Real World - A SAN Migration Experience
First of all, I’ll lay the groundwork. Our iSCSI-based SAN supported a number of workloads, including:
- A 50 virtual server strong VMware cluster running on four vSphere 4.0/4.1 hosts.
- Our Exchange 2007 mail stores. Our Exchange 2007 system was fully physical while it ran on the iSCSI SAN.
- Our primary database server databases. Our primary SQL server is a physical server with all databases stored on the iSCSI SAN.
I’ll continue by saying that I didn’t go into the SAN decision with a requirement that it be a Fibre Channel solution, but the ultimate option we chose moved us down that path. Although I’ve had relatively little experience with Fibre Channel, getting it up and running was really pretty easy. Frankly, my initial desire was to stay on iSCSI, but I wasn’t so locked into that desire that I was unwilling to consider non-iSCSI solutions.
Here’s a look at the infrastructure we had in place before March of 2011:
- iSCSI SAN - two management modules with redundant paths. The storage system is fully redundant, as it should be.
- A single Dell M1000e blade chassis with 6 x M3220 Ethernet blades in the back. Each of these Ethernet blades connects to a NIC port in each server.

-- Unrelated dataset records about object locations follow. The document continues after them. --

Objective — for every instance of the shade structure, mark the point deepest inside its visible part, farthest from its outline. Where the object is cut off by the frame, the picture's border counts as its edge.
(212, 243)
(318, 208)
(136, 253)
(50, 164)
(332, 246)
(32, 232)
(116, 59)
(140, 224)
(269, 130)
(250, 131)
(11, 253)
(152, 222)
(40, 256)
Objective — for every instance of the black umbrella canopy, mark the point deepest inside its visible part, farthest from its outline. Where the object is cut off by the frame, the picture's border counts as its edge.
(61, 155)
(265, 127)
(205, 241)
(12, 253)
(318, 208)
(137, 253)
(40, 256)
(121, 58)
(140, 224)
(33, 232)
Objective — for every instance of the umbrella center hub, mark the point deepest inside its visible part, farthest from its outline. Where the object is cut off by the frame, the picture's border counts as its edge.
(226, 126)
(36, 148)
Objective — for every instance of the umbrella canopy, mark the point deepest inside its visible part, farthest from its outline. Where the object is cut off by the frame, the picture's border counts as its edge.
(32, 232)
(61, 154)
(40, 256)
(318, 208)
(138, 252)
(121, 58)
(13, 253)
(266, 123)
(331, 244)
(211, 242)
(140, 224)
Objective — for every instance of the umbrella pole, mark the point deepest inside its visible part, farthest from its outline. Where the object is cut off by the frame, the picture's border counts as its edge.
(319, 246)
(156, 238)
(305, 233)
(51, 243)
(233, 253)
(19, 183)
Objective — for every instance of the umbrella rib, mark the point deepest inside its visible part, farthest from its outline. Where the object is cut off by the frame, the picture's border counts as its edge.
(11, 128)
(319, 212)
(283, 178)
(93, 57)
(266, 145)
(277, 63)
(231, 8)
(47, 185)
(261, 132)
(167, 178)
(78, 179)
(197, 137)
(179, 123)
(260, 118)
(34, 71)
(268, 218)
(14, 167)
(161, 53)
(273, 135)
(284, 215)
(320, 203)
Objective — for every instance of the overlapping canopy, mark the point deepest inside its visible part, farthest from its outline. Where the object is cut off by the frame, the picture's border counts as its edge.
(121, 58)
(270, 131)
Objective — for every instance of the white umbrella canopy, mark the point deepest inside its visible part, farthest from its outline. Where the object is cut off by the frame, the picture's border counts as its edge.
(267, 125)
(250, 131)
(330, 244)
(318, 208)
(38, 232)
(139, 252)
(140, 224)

- Four VMware ESX hosts, each with 6 Ethernet ports spread across three NICs (two onboard NICs and 2x2 port mezzanine cards). Each port maps to an Ethernet switch module in the back of the chassis. At the beginning of the process, three of the ESX hosts had 32 GB of RAM each and one had 48 GB of RAM.
We faced some challenges, though. First of all, in order to make the move to Fibre Channel, we needed to replace one of the Ethernet cards in each of the existing servers with a Fibre Channel card and also replace two of the six Ethernet switches in the blade chassis with Fibre Channel blades to match up with the new Fibre Channel mezzanine card being installed in each server.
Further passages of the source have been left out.